At a speed of \(6 \mathrm{~m} \cdot \mathrm{s}^{-1}\) the resistance to motion of a rotor-ship is \(80 \mathrm{kN}\). It is propelled by two vertical cylindrical rotors, each \(3 \mathrm{~m}\) diameter and \(9 \mathrm{~m}\) high. If the actual circulation generated by the rotors is \(50 \%\) of that calculated when viscosity and end effects are ignored, determine the magnitude and direction of the rotational speed of the rotor necessary when the ship travels steadily south-east at \(6 \mathrm{~m} \cdot \mathrm{s}^{-1}\) in a \(14 \mathrm{~m} \cdot \mathrm{s}^{-1}\) north-east wind. For these conditions use inviscid flow theory to determine the positions of the stagnation points and the difference between the maximum and minimum pressures. (Assume an air density of \(1.225 \mathrm{~kg} \cdot \mathrm{m}^{-3}\).)

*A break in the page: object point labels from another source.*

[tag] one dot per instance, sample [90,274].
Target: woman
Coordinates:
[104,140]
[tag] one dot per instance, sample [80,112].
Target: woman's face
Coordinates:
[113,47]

Rotor-ship resistance refers to the forces that oppose the motion of the ship. This resistance comes due to water friction against the hull and aerodynamic factors such as drag. In this exercise, the resistance is given as 80 kN when the ship is traveling at a speed of 6 m/s. To overcome this resistance, the rotors need to generate enough lift and propulsion.
When considering resistance, it is essential to understand how much force is needed to move the ship through the water and air. In practical scenarios, engineers account for various factors such as water friction, hull shape, and even weather conditions.
Lower resistance means that the ship requires less force to move, making it more fuel-efficient. Therefore, reducing resistance is a key goal in ship design. Bulbous bows, streamlined hulls, and advanced materials are commonly used to achieve this.

Effective wind velocity is the combined effect of the wind's velocity and the ship's velocity. It determines the relative wind the rotors experience and affects their performance.
In this exercise, the ship is traveling southeast at 6 m/s, and the wind is blowing northeast at 14 m/s. To find the effective wind velocity, you subtract the ship's velocity vector from the wind's velocity vector. By representing the southeast and northeast directions as vectors, you get a more accurate understanding.
The effective wind velocity concept is crucial because it impacts the force that the rotor needs to generate. Accurate calculation helps to optimize rotor speed and direction, ensuring efficient propulsion.

The lift coefficient, denoted as \(C_L\), is a dimensionless number that describes a rotor's ability to generate lift. It essentially tells you how effectively the rotor converts wind into lift force.
Lift is generated when air flows over the rotor, creating a lower pressure on one side and a higher pressure on the other. The higher the lift coefficient, the more lift the rotor can produce for a given wind speed.
In this exercise, you use formulas that ignore viscosity and end effects to calculate \(C_L\). These simplifications make the calculations easier but less accurate. Understanding \(C_L\) is vital for designing efficient rotors and achieving the desired propulsion.

Rotor circulation efficiency refers to how effectively the rotor converts rotational speed into useful lift force. In real-world scenarios, various factors like drag, viscosity, and end effects reduce efficiency.
In the exercise, the actual circulation generated by the rotors is only 50% of the theoretical value when ignoring viscosity and end effects. This reduction means the theoretical calculations need to be adjusted.
Understanding circulation efficiency is crucial for optimizing rotor design and speed. Efficient rotors require less energy to produce the same amount of lift, making the ship more fuel-efficient and reducing operating costs.

Inviscid flow theory assumes that the fluid (in this case, air) has no viscosity. It simplifies calculations by ignoring factors like friction and turbulence.
This theory is often used in initial design stages to get a rough estimate of performance. However, it lacks the precision needed for real-world applications. Using inviscid flow theory makes it easier to calculate the positions of stagnation points and pressure differences.
Inviscid flow theory is simpler but less accurate than viscous flow models. Engineers often start with inviscid calculations and later refine them with more complex models. This approach allows them to balance simplicity and accuracy in their designs.